Going to Strata in Feb?

Are you planning to attend Strata in Santa Clara at the end of February? Reach out for a discount registration code.


Conference: PyCon 2011 Keynote!

I gave the opening keynote this morning at PyCon.

The one thing that everyone in the room at PyCon has in common is that we all love to code. I used that as the central theme of the talk, spoke about the constructs that give us joy, the history of some of our favorite patterns (they date as far back as the 60s!) and proposed that we think about the way we’ll compute fifty years into the future. There’s also a bit of fun data hacking, of course.

Enjoy the slides. The video is up!

Please let me know here or on Twitter if you have any questions or comments.


Machine Learning: A Love Story

The video from my keynote at Strange Loop 2010 is up!

You can watch the video here: Machine Learning: A Love Story

The original abstract:

Machine learning has come a long way in recent years — from a long-marginalized field so old it still has the word “machine” in the name, to the last, best hope for making sense of our massive flows of data.

The art of ‘data science’ is asking the right questions; the answers are generally trivial or impossible. This talk will focus more on questions than on answers. I’ll give a brief history of the field with a focus on the fundamental math and algorithmic tools that we use to address these kinds of problems, then walk through several descriptive and predictive scenarios.

Finally, I’ll show one example system using bit.ly data in-depth, from the backend infrastructure through the algorithms and data processing layer to show a functioning product.

Attendees should expect to hear some good stories of data gone right and data gone awry, and walk away with a few new clever tricks.

The presentation was calibrated for the audience in the room, but I’ll be happy to answer any questions in the comments below!


Should you attend Hadoop World? Yes.

I received this e-mail via my contact form:

I just discovered you via a Google search because I’m highly considering attending this year’s upcoming Hadoop World in NYC. I appreciate your page that you wrote up after attending last year’s event. I’m wondering if you feel that Hadoop has enough momentum and support to be a “here to stay” technology worth investing one’s time and education into, or is it possible it might fade and be deprecated by something else as the need for big data analysis continues to grow? …

I’ve had a few similar conversation with people lately, and I thought posting my response might help others making similar decisions. The e-mail is referencing my post from last year’s hadoop world NYC.

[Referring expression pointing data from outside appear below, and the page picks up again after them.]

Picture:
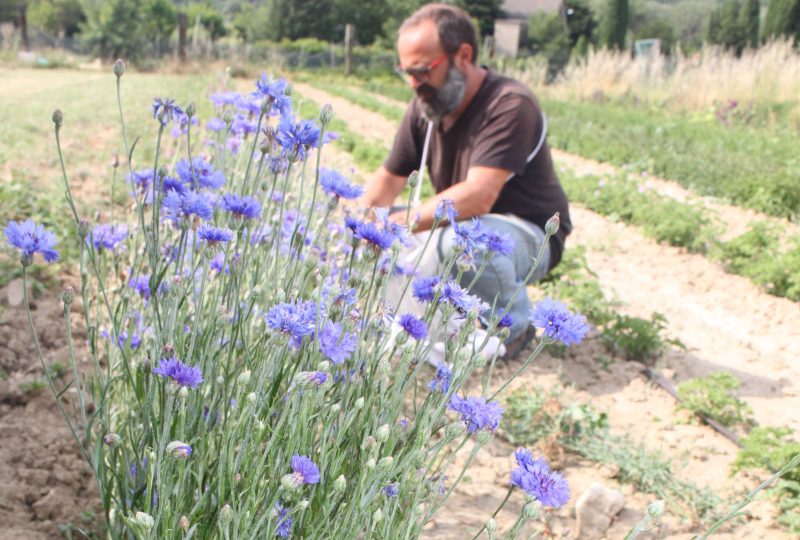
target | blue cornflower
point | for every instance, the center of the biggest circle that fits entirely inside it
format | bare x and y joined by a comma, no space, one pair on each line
283,521
558,322
213,235
141,284
172,183
205,175
30,238
296,320
180,373
476,412
413,326
368,232
108,236
335,185
215,124
442,380
241,207
165,110
304,471
535,478
391,490
335,344
193,203
424,288
498,243
274,91
297,137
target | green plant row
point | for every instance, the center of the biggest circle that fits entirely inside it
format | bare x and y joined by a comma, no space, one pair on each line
754,168
757,254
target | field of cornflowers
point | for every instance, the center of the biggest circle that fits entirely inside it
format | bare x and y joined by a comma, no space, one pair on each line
236,364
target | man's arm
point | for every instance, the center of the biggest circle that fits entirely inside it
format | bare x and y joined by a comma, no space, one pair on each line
473,197
382,189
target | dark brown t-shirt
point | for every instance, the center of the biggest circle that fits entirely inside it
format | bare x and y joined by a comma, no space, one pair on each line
500,128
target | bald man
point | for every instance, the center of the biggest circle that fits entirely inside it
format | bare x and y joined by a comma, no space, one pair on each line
488,154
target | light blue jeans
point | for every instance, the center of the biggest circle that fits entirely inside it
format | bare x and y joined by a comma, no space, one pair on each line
504,275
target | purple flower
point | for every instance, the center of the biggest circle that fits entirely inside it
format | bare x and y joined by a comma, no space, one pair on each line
241,207
424,288
336,345
177,206
296,320
284,522
297,137
205,175
391,490
180,373
442,380
30,238
477,412
304,471
535,478
335,185
165,110
558,322
213,235
413,326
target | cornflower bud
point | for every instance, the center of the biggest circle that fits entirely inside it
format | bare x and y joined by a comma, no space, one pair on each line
655,509
144,520
531,510
119,68
326,114
483,437
226,515
552,225
383,433
340,484
178,449
83,229
112,439
68,295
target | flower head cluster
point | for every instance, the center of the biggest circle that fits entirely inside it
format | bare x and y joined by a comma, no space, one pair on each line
335,344
558,322
241,207
30,238
166,110
179,373
199,173
477,412
335,185
535,478
413,326
296,320
441,382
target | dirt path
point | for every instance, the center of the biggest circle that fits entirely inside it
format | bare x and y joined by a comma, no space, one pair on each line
726,323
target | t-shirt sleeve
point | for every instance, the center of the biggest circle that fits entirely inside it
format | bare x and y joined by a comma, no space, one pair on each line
406,151
509,134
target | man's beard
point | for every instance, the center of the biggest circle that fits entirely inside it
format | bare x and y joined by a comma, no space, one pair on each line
438,103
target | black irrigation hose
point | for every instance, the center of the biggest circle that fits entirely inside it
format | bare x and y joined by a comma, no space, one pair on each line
665,384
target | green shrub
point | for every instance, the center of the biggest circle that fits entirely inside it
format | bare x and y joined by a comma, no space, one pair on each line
712,397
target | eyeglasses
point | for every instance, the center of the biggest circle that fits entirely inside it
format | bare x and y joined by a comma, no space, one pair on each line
420,73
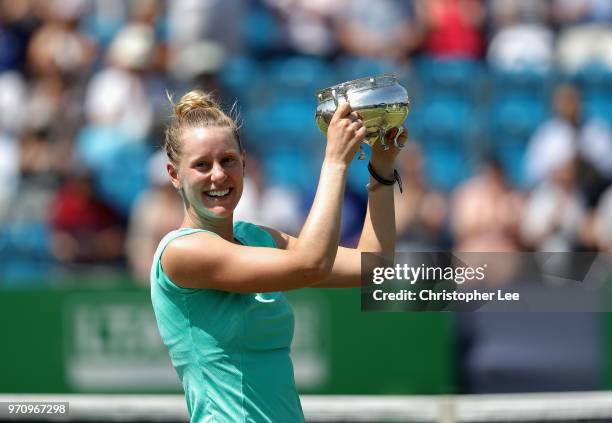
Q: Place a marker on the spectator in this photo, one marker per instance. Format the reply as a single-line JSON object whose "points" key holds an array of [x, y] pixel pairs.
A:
{"points": [[451, 28], [569, 133], [520, 36], [157, 211], [266, 204], [308, 25], [84, 229], [384, 31], [420, 213], [555, 212], [486, 212]]}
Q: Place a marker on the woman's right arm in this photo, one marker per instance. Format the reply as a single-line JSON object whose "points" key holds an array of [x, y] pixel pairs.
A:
{"points": [[203, 260]]}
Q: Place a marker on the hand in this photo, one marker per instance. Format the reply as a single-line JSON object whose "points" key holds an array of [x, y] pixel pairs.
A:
{"points": [[384, 160], [344, 135]]}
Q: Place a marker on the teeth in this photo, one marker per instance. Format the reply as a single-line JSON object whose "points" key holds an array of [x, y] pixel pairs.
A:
{"points": [[218, 193]]}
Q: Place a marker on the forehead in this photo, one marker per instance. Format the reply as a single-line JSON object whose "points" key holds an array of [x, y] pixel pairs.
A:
{"points": [[207, 140]]}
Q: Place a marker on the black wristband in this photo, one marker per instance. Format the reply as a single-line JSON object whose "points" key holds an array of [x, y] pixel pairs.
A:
{"points": [[383, 181]]}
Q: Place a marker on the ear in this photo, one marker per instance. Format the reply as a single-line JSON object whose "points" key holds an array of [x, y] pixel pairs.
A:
{"points": [[173, 173]]}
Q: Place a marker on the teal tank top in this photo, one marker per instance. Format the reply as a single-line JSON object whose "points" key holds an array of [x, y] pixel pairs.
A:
{"points": [[230, 350]]}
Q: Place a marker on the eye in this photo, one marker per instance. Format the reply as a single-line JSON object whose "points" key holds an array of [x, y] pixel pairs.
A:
{"points": [[229, 161], [201, 165]]}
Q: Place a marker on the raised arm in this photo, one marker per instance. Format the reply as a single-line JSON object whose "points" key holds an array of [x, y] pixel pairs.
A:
{"points": [[378, 234], [204, 260]]}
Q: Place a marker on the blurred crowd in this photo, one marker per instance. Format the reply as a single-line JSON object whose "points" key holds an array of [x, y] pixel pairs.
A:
{"points": [[510, 149]]}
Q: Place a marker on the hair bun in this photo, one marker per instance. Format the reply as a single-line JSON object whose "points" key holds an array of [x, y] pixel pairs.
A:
{"points": [[193, 100]]}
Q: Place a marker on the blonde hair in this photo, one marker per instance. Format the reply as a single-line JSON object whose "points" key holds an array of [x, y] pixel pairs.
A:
{"points": [[194, 110]]}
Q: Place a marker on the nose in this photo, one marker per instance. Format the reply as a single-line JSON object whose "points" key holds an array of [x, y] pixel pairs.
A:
{"points": [[217, 173]]}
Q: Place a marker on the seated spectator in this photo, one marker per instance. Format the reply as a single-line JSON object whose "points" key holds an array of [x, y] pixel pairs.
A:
{"points": [[568, 131], [556, 212], [520, 36], [451, 28], [268, 205], [602, 224], [84, 229], [485, 212], [157, 211], [308, 24], [116, 95], [385, 31], [582, 45], [420, 213]]}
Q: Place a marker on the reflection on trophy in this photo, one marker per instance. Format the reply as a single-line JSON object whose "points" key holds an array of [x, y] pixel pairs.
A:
{"points": [[381, 102]]}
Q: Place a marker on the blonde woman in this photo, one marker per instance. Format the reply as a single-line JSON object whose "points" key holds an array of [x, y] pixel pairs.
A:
{"points": [[216, 284]]}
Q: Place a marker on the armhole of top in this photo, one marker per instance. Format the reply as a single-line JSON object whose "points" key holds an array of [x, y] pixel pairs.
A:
{"points": [[166, 281]]}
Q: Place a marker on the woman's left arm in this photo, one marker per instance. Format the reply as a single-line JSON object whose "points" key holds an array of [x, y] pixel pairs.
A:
{"points": [[378, 233]]}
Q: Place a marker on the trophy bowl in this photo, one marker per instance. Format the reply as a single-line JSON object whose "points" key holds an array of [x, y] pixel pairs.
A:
{"points": [[381, 102]]}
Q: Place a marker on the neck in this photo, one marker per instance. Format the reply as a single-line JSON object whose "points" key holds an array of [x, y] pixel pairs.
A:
{"points": [[224, 227]]}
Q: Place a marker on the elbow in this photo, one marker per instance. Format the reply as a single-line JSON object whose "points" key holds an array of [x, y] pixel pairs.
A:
{"points": [[316, 271]]}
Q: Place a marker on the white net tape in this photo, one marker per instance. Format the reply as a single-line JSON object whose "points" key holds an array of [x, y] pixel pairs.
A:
{"points": [[552, 407]]}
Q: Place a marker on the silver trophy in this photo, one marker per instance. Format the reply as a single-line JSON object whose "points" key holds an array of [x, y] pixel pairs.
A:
{"points": [[381, 102]]}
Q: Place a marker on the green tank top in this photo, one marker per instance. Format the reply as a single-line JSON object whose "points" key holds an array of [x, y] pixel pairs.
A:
{"points": [[230, 350]]}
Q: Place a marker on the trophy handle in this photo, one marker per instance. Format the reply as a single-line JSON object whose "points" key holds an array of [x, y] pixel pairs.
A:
{"points": [[400, 130], [381, 134], [334, 94], [335, 97]]}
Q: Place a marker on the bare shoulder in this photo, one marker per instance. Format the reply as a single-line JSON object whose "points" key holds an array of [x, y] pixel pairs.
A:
{"points": [[283, 240], [188, 252]]}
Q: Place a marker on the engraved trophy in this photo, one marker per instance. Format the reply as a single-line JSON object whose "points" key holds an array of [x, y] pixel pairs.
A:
{"points": [[381, 102]]}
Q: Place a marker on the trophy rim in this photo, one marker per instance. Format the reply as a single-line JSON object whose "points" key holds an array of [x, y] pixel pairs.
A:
{"points": [[359, 83]]}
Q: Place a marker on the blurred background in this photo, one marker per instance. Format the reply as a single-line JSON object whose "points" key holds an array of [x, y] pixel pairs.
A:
{"points": [[510, 150]]}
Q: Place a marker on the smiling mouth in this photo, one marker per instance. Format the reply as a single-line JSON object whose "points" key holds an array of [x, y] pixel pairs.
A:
{"points": [[219, 193]]}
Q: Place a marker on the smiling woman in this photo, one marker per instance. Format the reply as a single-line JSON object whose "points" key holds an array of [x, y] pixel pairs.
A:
{"points": [[215, 283]]}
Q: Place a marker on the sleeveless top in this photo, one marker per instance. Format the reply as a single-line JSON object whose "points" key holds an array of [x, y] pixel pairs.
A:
{"points": [[230, 350]]}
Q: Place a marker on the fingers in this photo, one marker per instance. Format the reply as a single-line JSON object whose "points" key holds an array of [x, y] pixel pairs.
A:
{"points": [[343, 110]]}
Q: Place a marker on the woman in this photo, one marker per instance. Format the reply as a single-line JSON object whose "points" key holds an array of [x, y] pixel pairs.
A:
{"points": [[215, 283]]}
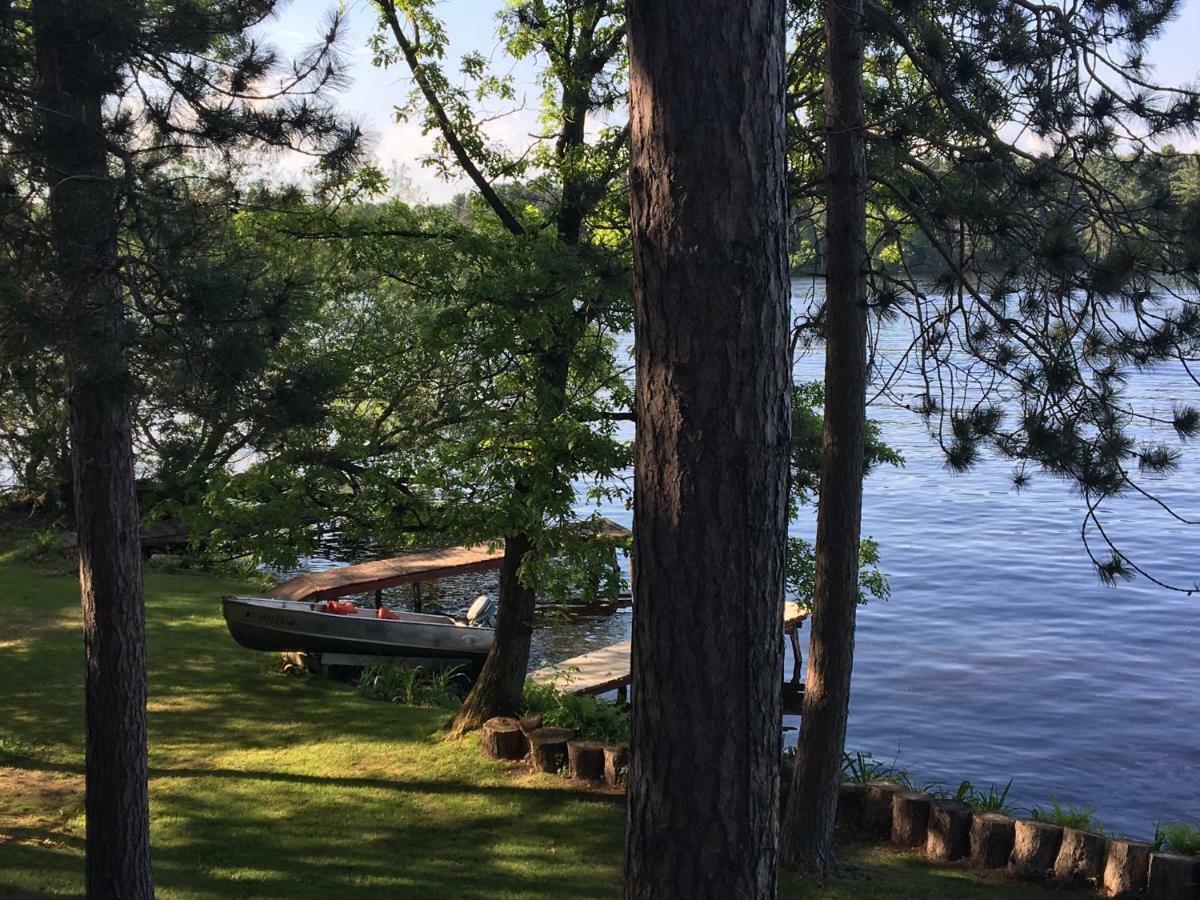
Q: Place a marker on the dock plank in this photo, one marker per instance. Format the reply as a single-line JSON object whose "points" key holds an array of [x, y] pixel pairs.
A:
{"points": [[595, 672], [609, 667]]}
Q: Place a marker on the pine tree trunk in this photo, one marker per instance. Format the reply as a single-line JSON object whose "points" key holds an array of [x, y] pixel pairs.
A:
{"points": [[83, 219], [498, 689], [809, 820], [711, 461]]}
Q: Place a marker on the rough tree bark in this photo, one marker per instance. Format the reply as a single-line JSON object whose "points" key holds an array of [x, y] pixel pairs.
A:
{"points": [[809, 819], [501, 683], [711, 462], [71, 83]]}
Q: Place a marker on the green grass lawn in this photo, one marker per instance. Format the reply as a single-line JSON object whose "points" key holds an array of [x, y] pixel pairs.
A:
{"points": [[282, 786]]}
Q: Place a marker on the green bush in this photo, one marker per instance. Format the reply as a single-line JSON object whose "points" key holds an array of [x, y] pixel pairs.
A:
{"points": [[1068, 816], [995, 799], [859, 768], [1177, 838], [412, 685], [591, 719]]}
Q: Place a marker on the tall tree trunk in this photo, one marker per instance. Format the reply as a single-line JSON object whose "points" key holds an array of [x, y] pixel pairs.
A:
{"points": [[501, 683], [72, 78], [808, 826], [711, 461]]}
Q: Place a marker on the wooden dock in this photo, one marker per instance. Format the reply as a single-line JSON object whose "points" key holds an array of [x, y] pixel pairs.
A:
{"points": [[595, 672], [609, 669]]}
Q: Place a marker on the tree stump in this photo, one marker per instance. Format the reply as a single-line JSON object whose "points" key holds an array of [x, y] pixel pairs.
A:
{"points": [[547, 749], [1035, 849], [1173, 877], [851, 802], [877, 808], [529, 724], [616, 765], [586, 760], [910, 819], [502, 738], [1080, 858], [991, 840], [1125, 870], [949, 831]]}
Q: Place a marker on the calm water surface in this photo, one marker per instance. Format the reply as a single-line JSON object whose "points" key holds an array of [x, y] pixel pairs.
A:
{"points": [[1000, 655]]}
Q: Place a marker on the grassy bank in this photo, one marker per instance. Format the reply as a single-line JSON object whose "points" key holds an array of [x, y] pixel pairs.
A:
{"points": [[270, 785]]}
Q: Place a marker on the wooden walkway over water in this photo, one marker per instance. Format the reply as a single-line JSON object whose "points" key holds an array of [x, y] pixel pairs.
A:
{"points": [[609, 669]]}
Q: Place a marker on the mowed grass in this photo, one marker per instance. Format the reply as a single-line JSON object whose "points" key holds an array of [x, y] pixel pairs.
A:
{"points": [[267, 785]]}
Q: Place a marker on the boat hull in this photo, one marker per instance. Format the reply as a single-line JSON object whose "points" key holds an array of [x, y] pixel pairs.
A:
{"points": [[280, 625]]}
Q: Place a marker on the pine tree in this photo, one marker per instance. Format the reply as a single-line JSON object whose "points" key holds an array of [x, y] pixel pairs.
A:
{"points": [[1012, 150], [711, 462], [99, 99]]}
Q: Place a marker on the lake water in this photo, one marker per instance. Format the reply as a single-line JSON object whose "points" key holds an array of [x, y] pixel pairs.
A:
{"points": [[1000, 654]]}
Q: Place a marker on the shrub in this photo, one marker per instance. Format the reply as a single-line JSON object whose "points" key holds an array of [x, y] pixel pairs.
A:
{"points": [[859, 768], [1068, 816], [1177, 838], [994, 801], [591, 719], [412, 685]]}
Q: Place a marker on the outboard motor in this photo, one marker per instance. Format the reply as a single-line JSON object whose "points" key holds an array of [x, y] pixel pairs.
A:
{"points": [[481, 612]]}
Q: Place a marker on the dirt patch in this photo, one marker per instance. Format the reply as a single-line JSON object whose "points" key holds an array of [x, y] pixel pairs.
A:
{"points": [[39, 799]]}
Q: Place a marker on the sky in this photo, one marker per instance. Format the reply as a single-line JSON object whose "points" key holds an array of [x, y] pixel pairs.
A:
{"points": [[471, 24]]}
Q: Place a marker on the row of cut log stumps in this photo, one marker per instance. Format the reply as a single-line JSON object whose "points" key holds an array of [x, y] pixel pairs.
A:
{"points": [[1030, 850], [555, 750]]}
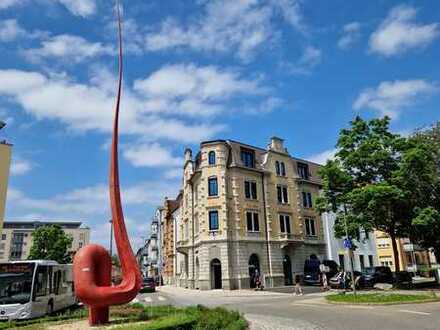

Thanks for reaching out. There are several questions in your message
and I hope that this will address them all.

This IS an extremely exciting time to be alive and working with data.
We now have the capacity to learn thing about our systems, people in
general, and the world that we simply couldn’t know before — the
field is only going to keep growing.

Hadoop is currently the primary tool framework for this kind of data
analysis. It’s certainly worth learning now, especially since Amazon’s
elastic mapreduce makes it very easy for individuals and small team to
get started without a large investment.

I’m also not a huge fan of Java and I wish more resources were going
into non-Java alternatives. Fortunately, you can use hadoop via the
streaming API in most any language you choose.

I do think it’s important to separate the discussion of tools from the
larger philosophical discussion of open problems, algorithms, and
techniques. You can learn the tools from books and blogs. The real
reason to go to a conference like Hadoop World is to meet the people
who go to conferences like Hadoop World and get into those deeper
conversations.

I do hope this year’s conference will highlight the difference between tools and methods, and will also provide plenty of space for those casual hallways conversations.